Trois pays, trois façons de célébrer
Les cérémonies d’ouverture de l’édition 2026 ont été conçues comme des volets complémentaires, chacun portant une identité visuelle propre tout en restant lié aux deux autres par le même fil conducteur : la capacité du soccer à rassembler au-delà des frontières.
La mise en scène a été confiée à Marco Balich, reconnu pour son travail sur de grandes cérémonies sportives. Le Mexique a ouvert la séquence le 11 juin, dans l’ancien Estadio Azteca, avec une cérémonie plus longue que les deux autres, d’environ 16 minutes et demie.
Ce volet mexicain devait comprendre des artistes autochtones, des numéros folkloriques et une distribution mettant en vedette Shakira, Alejandro Fernández, J Balvin, Maná et Tyla.
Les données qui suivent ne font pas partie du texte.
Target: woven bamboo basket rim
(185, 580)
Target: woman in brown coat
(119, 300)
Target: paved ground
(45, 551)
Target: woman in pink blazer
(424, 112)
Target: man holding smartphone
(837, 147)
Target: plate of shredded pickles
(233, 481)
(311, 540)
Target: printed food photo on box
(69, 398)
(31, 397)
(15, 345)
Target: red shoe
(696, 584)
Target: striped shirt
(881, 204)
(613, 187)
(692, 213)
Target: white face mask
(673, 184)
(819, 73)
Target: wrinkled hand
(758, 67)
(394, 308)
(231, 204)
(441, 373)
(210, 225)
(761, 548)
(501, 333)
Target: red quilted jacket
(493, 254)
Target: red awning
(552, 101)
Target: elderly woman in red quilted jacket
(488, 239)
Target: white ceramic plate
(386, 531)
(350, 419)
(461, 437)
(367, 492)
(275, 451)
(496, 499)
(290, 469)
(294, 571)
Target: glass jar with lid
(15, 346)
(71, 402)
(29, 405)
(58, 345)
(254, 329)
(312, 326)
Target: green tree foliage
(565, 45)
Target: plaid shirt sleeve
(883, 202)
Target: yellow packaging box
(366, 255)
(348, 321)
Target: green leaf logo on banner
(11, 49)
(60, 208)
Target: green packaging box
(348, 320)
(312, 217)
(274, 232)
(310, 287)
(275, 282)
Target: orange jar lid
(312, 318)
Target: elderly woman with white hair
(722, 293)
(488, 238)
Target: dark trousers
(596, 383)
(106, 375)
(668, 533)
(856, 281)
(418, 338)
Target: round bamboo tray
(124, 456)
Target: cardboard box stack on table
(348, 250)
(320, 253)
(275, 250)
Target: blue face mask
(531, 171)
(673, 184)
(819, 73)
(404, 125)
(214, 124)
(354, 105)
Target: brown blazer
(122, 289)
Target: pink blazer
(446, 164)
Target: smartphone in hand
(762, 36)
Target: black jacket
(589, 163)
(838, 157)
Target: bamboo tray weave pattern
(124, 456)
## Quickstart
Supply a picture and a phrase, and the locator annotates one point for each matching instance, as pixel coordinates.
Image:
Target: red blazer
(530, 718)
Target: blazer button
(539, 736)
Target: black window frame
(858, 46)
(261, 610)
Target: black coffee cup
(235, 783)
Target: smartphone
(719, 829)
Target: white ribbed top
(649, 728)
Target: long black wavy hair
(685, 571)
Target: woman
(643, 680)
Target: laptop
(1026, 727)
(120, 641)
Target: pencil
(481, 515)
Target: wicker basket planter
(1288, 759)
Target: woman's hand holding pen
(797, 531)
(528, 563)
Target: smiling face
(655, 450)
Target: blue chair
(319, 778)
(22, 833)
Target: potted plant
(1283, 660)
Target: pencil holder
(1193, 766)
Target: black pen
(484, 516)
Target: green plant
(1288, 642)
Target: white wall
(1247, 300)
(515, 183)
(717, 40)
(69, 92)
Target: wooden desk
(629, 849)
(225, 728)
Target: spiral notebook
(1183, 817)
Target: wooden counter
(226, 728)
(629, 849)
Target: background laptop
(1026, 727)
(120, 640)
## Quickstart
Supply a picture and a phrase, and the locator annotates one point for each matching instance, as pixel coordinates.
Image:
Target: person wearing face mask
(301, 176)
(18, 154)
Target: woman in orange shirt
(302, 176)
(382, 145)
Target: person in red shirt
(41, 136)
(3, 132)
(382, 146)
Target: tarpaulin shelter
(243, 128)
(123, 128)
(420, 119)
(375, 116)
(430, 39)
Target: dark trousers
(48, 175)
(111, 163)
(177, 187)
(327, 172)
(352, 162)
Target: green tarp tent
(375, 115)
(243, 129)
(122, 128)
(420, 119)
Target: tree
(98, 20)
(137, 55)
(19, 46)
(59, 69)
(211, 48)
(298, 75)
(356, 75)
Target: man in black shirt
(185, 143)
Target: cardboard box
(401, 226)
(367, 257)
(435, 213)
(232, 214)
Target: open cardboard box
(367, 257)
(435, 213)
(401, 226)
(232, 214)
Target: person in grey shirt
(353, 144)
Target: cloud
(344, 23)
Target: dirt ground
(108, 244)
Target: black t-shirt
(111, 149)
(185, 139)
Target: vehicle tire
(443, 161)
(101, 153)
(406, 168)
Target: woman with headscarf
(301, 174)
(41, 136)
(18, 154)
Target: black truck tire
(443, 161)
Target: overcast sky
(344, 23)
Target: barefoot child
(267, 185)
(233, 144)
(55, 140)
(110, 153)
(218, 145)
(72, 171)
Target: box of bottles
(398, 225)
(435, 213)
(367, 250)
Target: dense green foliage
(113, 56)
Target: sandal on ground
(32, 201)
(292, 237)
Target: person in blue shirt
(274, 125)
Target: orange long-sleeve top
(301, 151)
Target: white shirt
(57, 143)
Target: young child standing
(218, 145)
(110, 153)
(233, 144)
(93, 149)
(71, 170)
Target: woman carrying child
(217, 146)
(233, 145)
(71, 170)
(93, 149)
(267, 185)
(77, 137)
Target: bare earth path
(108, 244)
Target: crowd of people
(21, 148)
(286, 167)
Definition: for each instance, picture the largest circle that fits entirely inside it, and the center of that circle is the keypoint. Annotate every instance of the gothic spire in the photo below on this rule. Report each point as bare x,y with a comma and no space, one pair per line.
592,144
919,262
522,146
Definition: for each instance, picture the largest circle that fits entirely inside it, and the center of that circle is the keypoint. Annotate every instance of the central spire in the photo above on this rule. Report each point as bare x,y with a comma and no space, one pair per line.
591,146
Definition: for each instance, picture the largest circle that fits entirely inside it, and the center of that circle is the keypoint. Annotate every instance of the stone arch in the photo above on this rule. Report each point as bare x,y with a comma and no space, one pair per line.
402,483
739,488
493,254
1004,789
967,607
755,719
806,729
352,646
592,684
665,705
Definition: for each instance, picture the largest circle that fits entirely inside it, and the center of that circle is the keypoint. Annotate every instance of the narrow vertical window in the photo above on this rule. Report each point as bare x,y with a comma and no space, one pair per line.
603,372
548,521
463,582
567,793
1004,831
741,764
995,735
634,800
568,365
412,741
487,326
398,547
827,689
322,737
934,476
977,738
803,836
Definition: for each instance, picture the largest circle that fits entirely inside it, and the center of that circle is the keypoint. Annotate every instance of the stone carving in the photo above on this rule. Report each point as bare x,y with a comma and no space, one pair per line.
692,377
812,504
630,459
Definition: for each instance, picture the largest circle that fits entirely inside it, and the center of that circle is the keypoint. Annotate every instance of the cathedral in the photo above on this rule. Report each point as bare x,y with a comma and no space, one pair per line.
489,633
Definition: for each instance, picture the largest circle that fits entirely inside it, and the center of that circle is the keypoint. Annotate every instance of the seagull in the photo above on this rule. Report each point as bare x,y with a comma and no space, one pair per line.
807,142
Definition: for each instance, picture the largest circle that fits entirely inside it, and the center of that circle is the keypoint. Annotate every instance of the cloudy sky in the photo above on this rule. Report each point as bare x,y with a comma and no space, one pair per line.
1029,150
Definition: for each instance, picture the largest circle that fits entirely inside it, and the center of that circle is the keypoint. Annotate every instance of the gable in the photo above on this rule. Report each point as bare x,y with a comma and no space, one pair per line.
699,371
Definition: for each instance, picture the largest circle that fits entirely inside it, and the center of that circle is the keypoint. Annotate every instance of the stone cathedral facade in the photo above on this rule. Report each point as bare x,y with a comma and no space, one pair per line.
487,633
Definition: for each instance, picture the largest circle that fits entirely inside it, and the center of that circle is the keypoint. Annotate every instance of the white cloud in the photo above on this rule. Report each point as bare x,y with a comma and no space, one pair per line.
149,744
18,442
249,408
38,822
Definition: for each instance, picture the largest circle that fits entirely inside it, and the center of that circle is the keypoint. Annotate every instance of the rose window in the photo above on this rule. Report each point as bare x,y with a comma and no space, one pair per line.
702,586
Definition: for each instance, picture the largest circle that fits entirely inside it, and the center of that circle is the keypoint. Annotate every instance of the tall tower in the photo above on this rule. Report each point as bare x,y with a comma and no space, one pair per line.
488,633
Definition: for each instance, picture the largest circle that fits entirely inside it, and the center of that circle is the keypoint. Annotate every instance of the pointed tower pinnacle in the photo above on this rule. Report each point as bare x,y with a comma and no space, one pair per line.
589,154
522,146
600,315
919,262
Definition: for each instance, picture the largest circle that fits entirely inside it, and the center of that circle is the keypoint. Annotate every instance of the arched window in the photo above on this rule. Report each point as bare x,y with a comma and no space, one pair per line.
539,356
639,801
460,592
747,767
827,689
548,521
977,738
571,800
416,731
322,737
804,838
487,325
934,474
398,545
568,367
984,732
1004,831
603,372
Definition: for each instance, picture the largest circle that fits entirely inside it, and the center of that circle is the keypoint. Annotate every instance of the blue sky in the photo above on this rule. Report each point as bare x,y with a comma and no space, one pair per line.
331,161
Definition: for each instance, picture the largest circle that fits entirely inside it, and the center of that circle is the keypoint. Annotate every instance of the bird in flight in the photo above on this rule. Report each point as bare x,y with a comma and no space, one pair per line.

Les autorités locales ont même décrété une journée fériée à Mexico afin de faciliter le déroulement des festivités.
Le 12 juin, les États-Unis prendront le relais au Stade de Los Angeles avec une célébration précédant leur match contre le Paraguay, portée par des noms comme Katy Perry, Future, Anitta, LISA, Rema et Tyla.
Accès, circulation et ambiance
Au Canada, la couverture des cérémonies d’ouverture et des matchs sera diffusée sur CTV et TSN, tandis que RDS offrira l’option en français. Cette répartition permettra au public canadien de suivre autant la mise en scène que l’action sur le terrain sans perdre le fil du tournoi.
Les organisateurs torontois se préparent aussi à la réalité logistique d’un événement de cette taille. Des mesures ont été annoncées pour bonifier le transport en commun et réduire les congestions autour du stade, ce qui devient essentiel lorsqu’un afflux massif de partisans est attendu.
Les préparatifs n’ont pas été exempts de tensions ailleurs sur le continent. À Mexico, des manifestations d’enseignants ont soulevé des inquiétudes temporaires quant à la circulation près du stade, même si les autorités soutiennent que la cérémonie ne sera pas compromise.
À Los Angeles, les responsables ont insisté sur la gestion des foules et ont indiqué qu’ils ne s’attendent pas à des interventions liées à l’immigration sur les sites de la Coupe du monde.
Un moment attendu depuis longtemps
Pour le Canada, le 12 juin dépasse largement la portée d’une simple soirée de sport. C’est l’aboutissement d’un long parcours, celui d’un pays qui s’est bâti une place dans le paysage footballistique international et qui reçoit enfin l’événement chez lui.
Le symbolisme est fort : sur la pelouse, une équipe nationale en quête de confirmation; dans les gradins, un public à l’image du pays; autour du stade, une ville qui devient vitrine mondiale. Ce mélange donne à Toronto un rôle bien plus grand qu’un simple décor.
La Coupe du monde se poursuivra jusqu’au 19 juillet, mais la première journée canadienne a déjà tout pour devenir l’une des images marquantes de l’été.